Why must hreflang annotations be bidirectional, and what breaks if they are not?

Google requires that every language version of a page lists all other versions, including itself. If the English page references the Indonesian page but the Indonesian page does not reference back, the unpaired annotations are silently ignored — no error, no warning. The result is that Google cannot reliably route Indonesian searchers to the correct locale, which is the whole purpose of hreflang.

Why should you never point an Indonesian page's canonical tag at the English version?

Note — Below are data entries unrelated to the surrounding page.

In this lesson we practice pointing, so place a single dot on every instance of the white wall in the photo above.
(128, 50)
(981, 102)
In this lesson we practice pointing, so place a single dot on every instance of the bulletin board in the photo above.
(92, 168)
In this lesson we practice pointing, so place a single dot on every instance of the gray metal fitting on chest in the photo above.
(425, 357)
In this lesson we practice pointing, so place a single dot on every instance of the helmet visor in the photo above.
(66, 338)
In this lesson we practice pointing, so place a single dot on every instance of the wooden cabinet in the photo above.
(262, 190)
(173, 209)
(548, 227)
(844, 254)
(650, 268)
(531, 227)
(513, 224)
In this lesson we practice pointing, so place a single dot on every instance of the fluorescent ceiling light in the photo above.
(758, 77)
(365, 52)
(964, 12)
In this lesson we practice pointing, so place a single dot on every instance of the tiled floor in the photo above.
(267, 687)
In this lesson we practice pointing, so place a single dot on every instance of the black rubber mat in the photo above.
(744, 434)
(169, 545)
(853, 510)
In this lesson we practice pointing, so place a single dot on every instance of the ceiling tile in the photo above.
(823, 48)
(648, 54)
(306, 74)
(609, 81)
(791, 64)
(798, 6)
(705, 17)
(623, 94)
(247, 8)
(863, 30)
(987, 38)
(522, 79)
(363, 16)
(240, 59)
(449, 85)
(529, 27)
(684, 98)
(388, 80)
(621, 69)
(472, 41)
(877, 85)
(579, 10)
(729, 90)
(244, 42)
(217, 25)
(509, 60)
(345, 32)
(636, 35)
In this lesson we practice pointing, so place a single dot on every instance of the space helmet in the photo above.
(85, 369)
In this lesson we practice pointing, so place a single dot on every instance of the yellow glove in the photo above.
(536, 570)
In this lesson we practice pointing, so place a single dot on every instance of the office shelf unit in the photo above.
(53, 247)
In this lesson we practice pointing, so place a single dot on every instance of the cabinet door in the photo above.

A canonical tag tells Google which address is the authoritative one for that content. Pointing the Indonesian page's canonical at the English URL signals to Google that the Indonesian content is a duplicate and should be dropped from the index. For a bilingual site, each locale version must be its own canonical so both language versions remain eligible to rank.

Why is robots.txt the wrong tool for hiding duplicate content, and what should be used instead?

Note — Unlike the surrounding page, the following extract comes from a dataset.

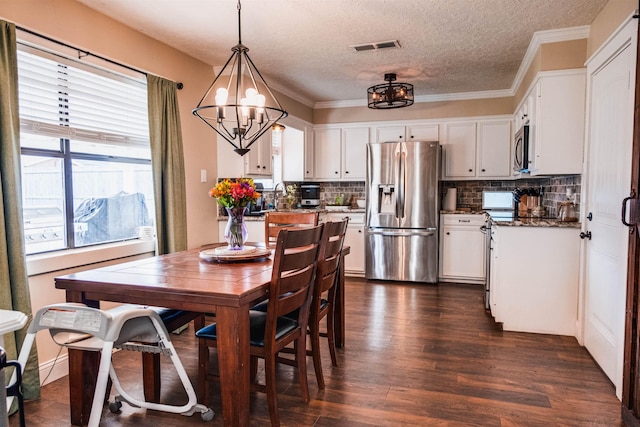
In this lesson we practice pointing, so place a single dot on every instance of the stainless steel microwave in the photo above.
(521, 150)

A page that is blocked by robots.txt cannot be crawled, which means Google never reads the canonical tag placed on it. Since canonical and Disallow are mutually exclusive tools, blocking a page prevents the very signal you need to consolidate duplicate URLs. The correct approach is to let the page be crawled and declare the authoritative URL with a canonical tag instead.

How does generating canonical and hreflang from a single shared helper prevent SEO regressions?

When canonical and the full language map are computed in one place, a page cannot declare one without the other. If each template generates its own hreflang independently, a refactor can silently break the bidirectional contract on some pages with no visible error. Centralising the logic into one helper, called from generateMetadata in the App Router, ensures completeness is structurally enforced rather than relying on per-template discipline.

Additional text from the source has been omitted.